/iris-llm

IRIS: Intelligent Residential Integration System - a mind for your home!

Primary LanguagePythonGNU General Public License v3.0GPL-3.0

iris-llm

IRIS: Intelligent Residential Integration System - a mind for your home!

This is a personal project, but maybe there'll be something that helps someone. It's very early in its development at the moment, but if you know a bit about python you should be able to get it running, and it'll present a voice interface to your local language models (or even GPT if you choose that option).

If you want to understand how the voice-to-voice stuff works in detail, check out the prototypes branch.

There are a few options for which chat engine, which text-to-speech model etc. it'll use. Run 'python configure.py' to configure it. In default configuration it'll use all offline models.

Note: I'm sorry I haven't frozen a fresh venv into a requirements.txt for you yet so you'll have to just work through figuring out which dependencies you need to pip install. I'll get around to it soon.

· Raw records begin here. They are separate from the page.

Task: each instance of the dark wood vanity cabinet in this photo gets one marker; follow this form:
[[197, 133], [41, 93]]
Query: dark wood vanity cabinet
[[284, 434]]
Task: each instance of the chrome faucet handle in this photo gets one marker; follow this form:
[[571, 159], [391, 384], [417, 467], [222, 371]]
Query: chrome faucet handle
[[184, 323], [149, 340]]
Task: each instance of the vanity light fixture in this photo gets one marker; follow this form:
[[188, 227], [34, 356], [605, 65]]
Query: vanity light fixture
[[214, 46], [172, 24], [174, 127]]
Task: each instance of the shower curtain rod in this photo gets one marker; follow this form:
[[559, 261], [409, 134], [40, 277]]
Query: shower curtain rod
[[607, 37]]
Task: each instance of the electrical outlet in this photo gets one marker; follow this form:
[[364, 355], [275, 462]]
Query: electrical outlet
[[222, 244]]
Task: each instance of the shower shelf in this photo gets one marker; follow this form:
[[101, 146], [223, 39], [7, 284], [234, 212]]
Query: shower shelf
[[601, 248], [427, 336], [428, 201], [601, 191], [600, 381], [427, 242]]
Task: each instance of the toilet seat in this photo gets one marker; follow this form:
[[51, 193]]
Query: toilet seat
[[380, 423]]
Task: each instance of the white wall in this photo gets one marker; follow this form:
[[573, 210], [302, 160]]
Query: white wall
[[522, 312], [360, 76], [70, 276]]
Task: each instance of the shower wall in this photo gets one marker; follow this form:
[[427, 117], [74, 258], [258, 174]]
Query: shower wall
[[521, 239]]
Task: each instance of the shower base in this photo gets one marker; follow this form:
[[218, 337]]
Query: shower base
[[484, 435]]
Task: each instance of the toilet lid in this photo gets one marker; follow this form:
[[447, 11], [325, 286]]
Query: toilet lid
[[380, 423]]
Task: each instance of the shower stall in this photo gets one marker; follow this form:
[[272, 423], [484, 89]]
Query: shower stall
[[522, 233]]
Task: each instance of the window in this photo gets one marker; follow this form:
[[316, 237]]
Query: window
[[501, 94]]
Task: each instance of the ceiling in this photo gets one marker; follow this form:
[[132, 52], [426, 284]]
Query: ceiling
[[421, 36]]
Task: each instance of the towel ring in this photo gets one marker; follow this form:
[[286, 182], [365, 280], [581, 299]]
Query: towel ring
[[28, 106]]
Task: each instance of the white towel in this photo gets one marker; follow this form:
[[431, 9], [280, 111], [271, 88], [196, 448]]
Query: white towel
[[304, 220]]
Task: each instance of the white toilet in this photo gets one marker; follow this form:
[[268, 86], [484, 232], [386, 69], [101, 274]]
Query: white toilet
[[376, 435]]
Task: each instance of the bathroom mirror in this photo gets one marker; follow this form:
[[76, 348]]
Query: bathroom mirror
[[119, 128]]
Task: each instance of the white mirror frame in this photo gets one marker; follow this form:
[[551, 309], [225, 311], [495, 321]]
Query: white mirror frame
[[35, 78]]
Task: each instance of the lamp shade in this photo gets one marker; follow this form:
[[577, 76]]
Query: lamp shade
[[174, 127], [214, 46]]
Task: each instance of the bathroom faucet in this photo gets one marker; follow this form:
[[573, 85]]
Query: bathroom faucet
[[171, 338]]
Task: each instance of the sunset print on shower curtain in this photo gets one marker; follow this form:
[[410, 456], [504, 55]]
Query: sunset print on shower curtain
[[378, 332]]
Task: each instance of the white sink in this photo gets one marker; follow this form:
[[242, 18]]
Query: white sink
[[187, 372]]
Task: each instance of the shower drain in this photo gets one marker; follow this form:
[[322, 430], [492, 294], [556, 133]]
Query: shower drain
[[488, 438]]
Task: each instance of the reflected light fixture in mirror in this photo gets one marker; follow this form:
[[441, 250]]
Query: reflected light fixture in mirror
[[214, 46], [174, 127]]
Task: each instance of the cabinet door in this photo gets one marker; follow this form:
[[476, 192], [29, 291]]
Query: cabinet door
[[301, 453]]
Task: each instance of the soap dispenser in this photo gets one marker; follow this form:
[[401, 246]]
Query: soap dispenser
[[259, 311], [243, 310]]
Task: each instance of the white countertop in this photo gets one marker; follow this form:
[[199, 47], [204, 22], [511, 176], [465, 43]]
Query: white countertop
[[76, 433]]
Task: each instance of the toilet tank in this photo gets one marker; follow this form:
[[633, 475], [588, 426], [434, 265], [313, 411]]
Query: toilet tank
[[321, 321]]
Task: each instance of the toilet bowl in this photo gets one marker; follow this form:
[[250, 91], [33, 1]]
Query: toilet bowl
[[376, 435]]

LLM client ('chat engine') options:

Oobabooga API mode

IRIS can use Oobabooga (https://github.com/oobabooga/text-generation-webui) via its API. This is a convenient way to access local LLM models because it has a nice interface for setting up your model and your character, has wide compatibility with different model types, and works really well.

You need to have Oobabooga fully set up and working with your favourite model, plus a character named "Iris" that works in Oobabooga in chat mode.

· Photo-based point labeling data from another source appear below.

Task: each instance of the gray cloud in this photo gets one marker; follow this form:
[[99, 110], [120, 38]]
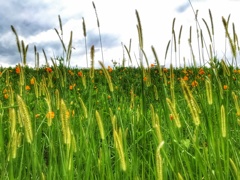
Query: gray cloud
[[182, 8], [30, 18]]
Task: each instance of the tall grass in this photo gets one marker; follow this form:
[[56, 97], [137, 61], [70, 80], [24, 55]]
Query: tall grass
[[58, 122]]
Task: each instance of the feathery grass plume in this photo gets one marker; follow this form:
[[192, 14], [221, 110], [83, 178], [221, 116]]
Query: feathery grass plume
[[18, 42], [99, 33], [60, 24], [91, 72], [235, 169], [57, 99], [24, 51], [226, 70], [165, 57], [50, 84], [19, 119], [173, 111], [172, 85], [180, 176], [100, 125], [155, 92], [174, 41], [175, 47], [128, 52], [132, 104], [192, 104], [152, 115], [223, 122], [202, 45], [113, 119], [208, 85], [157, 61], [7, 78], [190, 45], [83, 107], [12, 146], [235, 99], [23, 110], [61, 37], [45, 57], [157, 128], [232, 45], [85, 38], [36, 55], [12, 120], [69, 50], [107, 76], [83, 77], [49, 118], [165, 79], [64, 115], [159, 162], [22, 75], [5, 70], [139, 28], [147, 76], [179, 40], [42, 176], [36, 87], [209, 33], [119, 147], [219, 83], [212, 28]]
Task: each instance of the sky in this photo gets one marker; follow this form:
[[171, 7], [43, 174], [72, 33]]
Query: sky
[[35, 21]]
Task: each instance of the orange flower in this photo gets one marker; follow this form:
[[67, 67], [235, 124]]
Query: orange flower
[[185, 78], [6, 96], [32, 81], [18, 70], [48, 69], [225, 87], [70, 72], [165, 70], [4, 91], [80, 74], [27, 88], [201, 71], [109, 69], [194, 83], [50, 115]]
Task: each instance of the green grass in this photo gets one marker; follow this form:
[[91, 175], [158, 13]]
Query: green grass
[[58, 122]]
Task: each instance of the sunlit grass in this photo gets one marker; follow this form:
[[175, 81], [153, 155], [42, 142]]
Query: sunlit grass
[[58, 122]]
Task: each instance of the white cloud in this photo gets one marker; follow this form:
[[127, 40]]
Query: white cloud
[[117, 22]]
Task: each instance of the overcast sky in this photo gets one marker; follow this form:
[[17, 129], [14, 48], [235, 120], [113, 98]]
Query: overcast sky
[[35, 21]]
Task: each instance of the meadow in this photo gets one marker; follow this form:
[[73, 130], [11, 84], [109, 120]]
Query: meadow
[[154, 122]]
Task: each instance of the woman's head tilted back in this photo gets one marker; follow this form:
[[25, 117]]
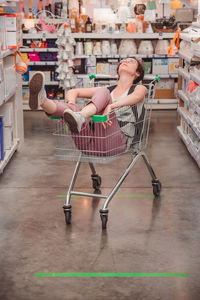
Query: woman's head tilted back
[[133, 66]]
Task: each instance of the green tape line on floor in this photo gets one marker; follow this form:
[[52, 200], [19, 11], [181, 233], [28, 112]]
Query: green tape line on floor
[[111, 275]]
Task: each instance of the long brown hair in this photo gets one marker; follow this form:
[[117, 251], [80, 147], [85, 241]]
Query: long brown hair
[[140, 70]]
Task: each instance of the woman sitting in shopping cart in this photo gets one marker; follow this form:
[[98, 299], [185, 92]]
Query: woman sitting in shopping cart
[[118, 128]]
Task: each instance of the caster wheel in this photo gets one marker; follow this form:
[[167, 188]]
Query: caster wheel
[[96, 182], [68, 215], [104, 219], [156, 187]]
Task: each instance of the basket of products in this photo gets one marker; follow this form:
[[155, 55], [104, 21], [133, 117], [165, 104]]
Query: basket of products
[[164, 25]]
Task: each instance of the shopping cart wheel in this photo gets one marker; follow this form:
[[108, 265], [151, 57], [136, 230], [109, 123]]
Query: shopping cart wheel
[[104, 218], [156, 187], [68, 214], [96, 181]]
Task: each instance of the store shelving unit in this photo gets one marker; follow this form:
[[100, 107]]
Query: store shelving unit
[[101, 36], [188, 110], [14, 95]]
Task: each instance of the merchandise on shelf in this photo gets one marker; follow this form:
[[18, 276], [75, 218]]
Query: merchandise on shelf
[[65, 55], [189, 93]]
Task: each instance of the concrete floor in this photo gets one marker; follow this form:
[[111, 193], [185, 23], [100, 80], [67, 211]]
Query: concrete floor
[[143, 234]]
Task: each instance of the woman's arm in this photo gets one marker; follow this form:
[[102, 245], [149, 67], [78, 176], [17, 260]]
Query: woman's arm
[[72, 94], [136, 96]]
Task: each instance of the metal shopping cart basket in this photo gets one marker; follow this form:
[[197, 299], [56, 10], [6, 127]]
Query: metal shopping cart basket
[[128, 134]]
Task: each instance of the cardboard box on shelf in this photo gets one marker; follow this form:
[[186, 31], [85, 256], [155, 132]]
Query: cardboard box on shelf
[[173, 65], [8, 134], [113, 66], [13, 22], [164, 94], [165, 84], [10, 77], [47, 75], [7, 111], [91, 61], [91, 70], [103, 68], [14, 39], [2, 83], [3, 42], [160, 66]]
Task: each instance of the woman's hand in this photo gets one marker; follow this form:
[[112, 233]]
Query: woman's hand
[[107, 111]]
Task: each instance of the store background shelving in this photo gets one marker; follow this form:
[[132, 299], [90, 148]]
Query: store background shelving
[[188, 110], [158, 103], [14, 96]]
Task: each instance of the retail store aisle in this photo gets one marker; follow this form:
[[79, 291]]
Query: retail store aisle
[[143, 234]]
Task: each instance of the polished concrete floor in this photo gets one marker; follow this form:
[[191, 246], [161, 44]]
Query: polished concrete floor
[[143, 234]]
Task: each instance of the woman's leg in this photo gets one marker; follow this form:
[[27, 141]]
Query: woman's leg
[[96, 105]]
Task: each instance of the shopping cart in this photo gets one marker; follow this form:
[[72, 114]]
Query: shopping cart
[[95, 144]]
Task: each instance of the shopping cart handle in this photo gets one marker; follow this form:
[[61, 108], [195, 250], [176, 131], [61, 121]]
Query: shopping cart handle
[[99, 118]]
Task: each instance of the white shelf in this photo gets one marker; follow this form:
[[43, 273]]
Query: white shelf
[[183, 96], [189, 144], [146, 77], [186, 37], [38, 50], [195, 107], [9, 3], [125, 56], [196, 24], [184, 73], [47, 20], [46, 83], [163, 106], [187, 117], [185, 56], [39, 35], [8, 155], [7, 52], [26, 107], [12, 93], [42, 63], [195, 77], [160, 35], [189, 57], [165, 101]]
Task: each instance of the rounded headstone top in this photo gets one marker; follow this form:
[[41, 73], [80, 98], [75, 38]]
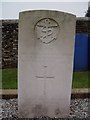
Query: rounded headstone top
[[46, 11]]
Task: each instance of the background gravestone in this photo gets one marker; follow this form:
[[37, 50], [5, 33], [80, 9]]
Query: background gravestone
[[46, 47]]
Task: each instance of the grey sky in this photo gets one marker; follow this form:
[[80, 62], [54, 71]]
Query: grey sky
[[10, 10]]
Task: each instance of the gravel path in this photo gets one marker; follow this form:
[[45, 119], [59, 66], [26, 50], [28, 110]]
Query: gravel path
[[78, 108]]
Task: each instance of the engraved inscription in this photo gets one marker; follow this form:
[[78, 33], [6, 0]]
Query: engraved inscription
[[47, 30]]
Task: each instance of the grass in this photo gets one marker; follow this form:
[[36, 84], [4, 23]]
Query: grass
[[9, 79]]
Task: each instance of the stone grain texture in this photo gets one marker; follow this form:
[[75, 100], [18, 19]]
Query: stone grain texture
[[10, 39]]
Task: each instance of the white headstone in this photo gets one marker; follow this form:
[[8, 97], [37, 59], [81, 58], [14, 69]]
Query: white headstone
[[46, 48]]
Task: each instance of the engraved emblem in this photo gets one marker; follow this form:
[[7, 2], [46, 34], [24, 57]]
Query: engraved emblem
[[47, 30]]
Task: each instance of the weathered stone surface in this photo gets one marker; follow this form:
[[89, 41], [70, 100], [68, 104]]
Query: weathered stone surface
[[46, 47], [82, 26], [9, 43]]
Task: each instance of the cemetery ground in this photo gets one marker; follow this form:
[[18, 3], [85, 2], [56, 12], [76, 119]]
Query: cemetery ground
[[9, 79]]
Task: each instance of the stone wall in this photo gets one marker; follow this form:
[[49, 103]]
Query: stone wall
[[10, 39], [9, 43]]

I set my CMD_FLAGS (in Oobabooga's webui.py) to '--auto-device --api --chat --xformers --model-menu --model_type gptj' (for gptq models - I also make sure to save working settings in the Oobabooga web ui for the model before I try to use it via IRIS). Most important is to enable the API with --api. Basically make sure Oobabooga is working with your model, and running with the API listening on port 5000

GPT mode

Alternatively, IRIS can use GPT as its chat engine. For this you'll need an OpenAI API key of your own, and beware that this version uses online services and so is not private.

Put your OpenAI API key in your environment variables as OPEN_AI_API_KEY

By default the GPT mode uses GPT-3 (text-davinci-002)

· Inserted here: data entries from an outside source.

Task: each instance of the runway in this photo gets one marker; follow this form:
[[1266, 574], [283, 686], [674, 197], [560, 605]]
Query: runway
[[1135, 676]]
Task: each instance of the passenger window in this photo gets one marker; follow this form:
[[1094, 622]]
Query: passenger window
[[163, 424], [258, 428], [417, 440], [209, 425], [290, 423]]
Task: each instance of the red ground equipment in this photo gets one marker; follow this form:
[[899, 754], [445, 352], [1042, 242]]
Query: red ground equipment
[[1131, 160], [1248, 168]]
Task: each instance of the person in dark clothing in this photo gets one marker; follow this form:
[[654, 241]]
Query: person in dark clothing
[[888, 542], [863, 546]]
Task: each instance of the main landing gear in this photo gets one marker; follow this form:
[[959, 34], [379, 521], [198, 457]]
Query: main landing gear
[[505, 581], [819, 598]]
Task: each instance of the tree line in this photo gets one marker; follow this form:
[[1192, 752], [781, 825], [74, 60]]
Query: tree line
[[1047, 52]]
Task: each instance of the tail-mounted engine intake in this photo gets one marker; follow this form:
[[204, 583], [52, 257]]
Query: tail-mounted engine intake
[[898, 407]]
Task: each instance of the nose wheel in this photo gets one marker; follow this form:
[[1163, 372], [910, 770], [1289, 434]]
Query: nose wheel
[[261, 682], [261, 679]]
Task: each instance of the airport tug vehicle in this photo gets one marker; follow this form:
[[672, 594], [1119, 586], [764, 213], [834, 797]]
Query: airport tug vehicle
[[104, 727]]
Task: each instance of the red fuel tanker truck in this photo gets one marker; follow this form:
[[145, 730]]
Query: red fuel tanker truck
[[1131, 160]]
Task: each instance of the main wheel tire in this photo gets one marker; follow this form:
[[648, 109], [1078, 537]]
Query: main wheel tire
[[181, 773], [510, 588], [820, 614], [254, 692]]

TTS (text-to-speech) engine options:

pyttsx3 (offline)

This voice engine doesn't sound quite as good as some others but it's all local, is fast, and is really good at figuring out how to pronounce the sentence in a naural way (for example, it knows the difference between "St Peters" and "Peter St.", and it can pronounce numbers). I've only tested it on Windows - if you're on Linux you may need to tweak some of the settings in the module.

gTTS (online)

Google's voice is a bit slow but it sounds good. If you don't mind sharing your conversation with the internet!

STT (speech-to-text) engine options:

wav2vec2 (offline)

A local model that works reasonably well and protects your privacy by not sending your audio sample to the internet.

Google (online)

Google's STT is pretty good, but it's not private.

Feedback sounds options:

Beeps and bleeps

IRIS will give you some audio cues so that you know what's going on - especially useful if you're not near your screen.

No sounds

Choose this option to disable the bleeps and bloops.

Push to Talk / Wake Word options:

Push space to talk

IRIS won't listen to the mic until you press space each time. The library I used in this module is Windows specific, sorry!

Wake word

IRIS has a 'hey siri' type feature. Say "Iris, pay attention" to make IRIS wake up from idle. Then you only need to say "Iris" or "Hey Iris" in order for it to start listening. To put IRIS back into idle mode, say "Iris, stop paying attention".

One of the problems with the wakeword system is that it might be interpreting some long sentence it's heard while you're trying to say the wakeword, and you just have to wait silently until it's ready. It can be tricky to know when it's ready, which is why it outputs ':' and '.' during the "waiting for wakeword" phase. ':' means it's ready to listen. If you see a '.', that means it's picked up some audio and you'll have to wait for the next ':' before you can say the wakeword. I tried using audio prompts for this, but it was too annoying. This is one of the reasons I prefer to use a push-to-talk (really a mute mic) button on my bluetooth speaker.

Regardless of whether you're using other online options, IRIS always uses offline models to listen for the wake word, so it's not sending all your audio to the internet all the time!

Do not wait

IRIS won't wait at all, and will always listen when it's your turn to talk. This works well if your microphone has a mute or push-to-talk button on it.